News From the National Audubon Society.
TogetherGreen, a new initiative created by Audubon with support from Toyota, is giving grants totaling $1.4 million to 41 projects in 24 states. These funds—the first awarded for the five-year, $20 million initiative—support proposals that address local environmental problems and engage residents. The TogetherGreen projects may seem small, but they can make a significant difference, says John Flicker, National Audubon’s president. “We can solve our biggest environmental problems by beginning in our communities.”
Dredging Up Solutions
One TogetherGreen grant is poised to help conserve Louisiana’s marshes, which are disappearing at the rate of 10,000 acres a year. “Many people in southern Louisiana feel most comfortable on a boat in the marsh,” says Melanie Driscoll, the director of bird conservation for Audubon’s Gulf Coast Initiative, the lead group of more than a half-dozen focused on the project. “They’re losing their homes, their marsh, and their playground.” One solution is to dredge mud from the bottom of canals and pile it onto adjacent sinking marshland, but maneuvering dredge barges through narrow canals is costly and difficult. The TogetherGreen funds are earmarked toward building an affordable mini dredge that can be towed behind a pontoon boat. The machine will be used in wildlife sanctuaries first; later it will be available to landowners who occupy sinking marsh properties.

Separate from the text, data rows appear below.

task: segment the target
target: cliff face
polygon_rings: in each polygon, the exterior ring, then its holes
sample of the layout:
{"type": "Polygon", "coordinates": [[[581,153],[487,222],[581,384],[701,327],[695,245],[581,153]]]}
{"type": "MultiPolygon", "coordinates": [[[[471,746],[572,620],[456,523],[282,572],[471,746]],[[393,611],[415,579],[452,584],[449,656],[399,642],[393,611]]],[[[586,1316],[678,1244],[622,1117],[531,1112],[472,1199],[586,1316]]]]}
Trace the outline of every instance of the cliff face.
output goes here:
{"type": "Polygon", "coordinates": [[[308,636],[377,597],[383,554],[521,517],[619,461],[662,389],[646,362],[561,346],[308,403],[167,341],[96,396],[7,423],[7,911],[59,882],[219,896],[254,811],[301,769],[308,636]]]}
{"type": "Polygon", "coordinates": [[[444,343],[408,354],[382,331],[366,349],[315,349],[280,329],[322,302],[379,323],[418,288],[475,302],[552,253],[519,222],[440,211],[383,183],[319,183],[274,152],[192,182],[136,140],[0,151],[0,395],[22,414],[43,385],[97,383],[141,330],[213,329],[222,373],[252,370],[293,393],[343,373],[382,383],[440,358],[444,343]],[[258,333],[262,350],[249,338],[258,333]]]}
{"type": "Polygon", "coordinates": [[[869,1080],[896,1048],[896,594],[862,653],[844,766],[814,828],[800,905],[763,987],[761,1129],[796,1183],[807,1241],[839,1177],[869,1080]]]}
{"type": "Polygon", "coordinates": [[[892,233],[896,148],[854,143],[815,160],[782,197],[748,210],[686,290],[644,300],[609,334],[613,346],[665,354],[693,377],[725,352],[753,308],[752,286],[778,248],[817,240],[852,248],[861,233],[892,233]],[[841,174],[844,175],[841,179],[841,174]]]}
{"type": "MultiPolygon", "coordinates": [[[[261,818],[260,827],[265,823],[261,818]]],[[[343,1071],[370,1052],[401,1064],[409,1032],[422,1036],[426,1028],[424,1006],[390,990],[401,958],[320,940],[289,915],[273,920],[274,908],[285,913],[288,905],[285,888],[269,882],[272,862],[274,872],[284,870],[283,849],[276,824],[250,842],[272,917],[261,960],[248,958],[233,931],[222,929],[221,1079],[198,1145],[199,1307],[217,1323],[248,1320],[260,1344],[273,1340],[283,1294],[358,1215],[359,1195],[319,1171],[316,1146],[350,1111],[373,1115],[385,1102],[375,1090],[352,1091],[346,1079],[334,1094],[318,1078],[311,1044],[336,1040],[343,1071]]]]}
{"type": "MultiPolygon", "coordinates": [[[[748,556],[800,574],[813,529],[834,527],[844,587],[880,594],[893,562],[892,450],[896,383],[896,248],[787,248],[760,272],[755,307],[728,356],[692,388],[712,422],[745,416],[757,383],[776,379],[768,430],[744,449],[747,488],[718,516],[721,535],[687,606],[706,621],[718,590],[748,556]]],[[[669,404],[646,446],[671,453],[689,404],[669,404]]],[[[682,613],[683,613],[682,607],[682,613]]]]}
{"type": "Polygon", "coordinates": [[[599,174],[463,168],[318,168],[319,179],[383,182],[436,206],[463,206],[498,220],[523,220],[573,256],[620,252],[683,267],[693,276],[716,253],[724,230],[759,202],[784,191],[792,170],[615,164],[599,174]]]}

On any given morning during migration season, an unfortunate sight is all too common in Minnesota’s Twin Cities: dead birds littering the sidewalk outside skyscrapers. Minneapolis and St. Paul sit smack in the middle of the flyway that connects Canada’s boreal forests to the U.S. Gulf Coast. As birds, particularly songbirds, make their way south, exterior lights illuminated at night cause them to crash into buildings or to circle confusedly till dawn. Since volunteers began monitoring these collisions in 2007, they’ve collected birds from more than 80 species. Now a program dedicated to convincing building managers to flip the switch at night during migration season will expand its efforts with a TogetherGreen grant. “We’re not saying people should stop using glass or take their buildings down,” says Mark Martell, Audubon Minnesota’s director of bird conservation. “We’re just saying, after midnight, turn your lights off.”
Let It Rain
In Pittsburgh even minor downpours can cause aging sewer lines to overflow into creeks and rivers, resulting in fish kills and public health advisories. A TogetherGreen grant will help homeowners funnel rainwater from roofs and driveways to native-plant gardens, each of which can keep as much as 500 gallons of water out of the sewer system during a typical storm. Working with groups like the Pennsylvania Environmental Council and 3 Rivers Wet Weather, the Audubon Society of Western Pennsylvania plans to plant 150 gardens this year and build a website that offers support for residents who want to build their own.
A group of Denver middle schoolers are about to learn firsthand how to save electricity by designing and implementing projects that could cut annual energy use in their schools by about 80,000 kilowatt-hours, or 20 percent. Energy industry leaders will lend students their know-how, and green businesses and organizations will host an environmental career day. Audubon Colorado and FrontRange Earth Force will administer the curriculum.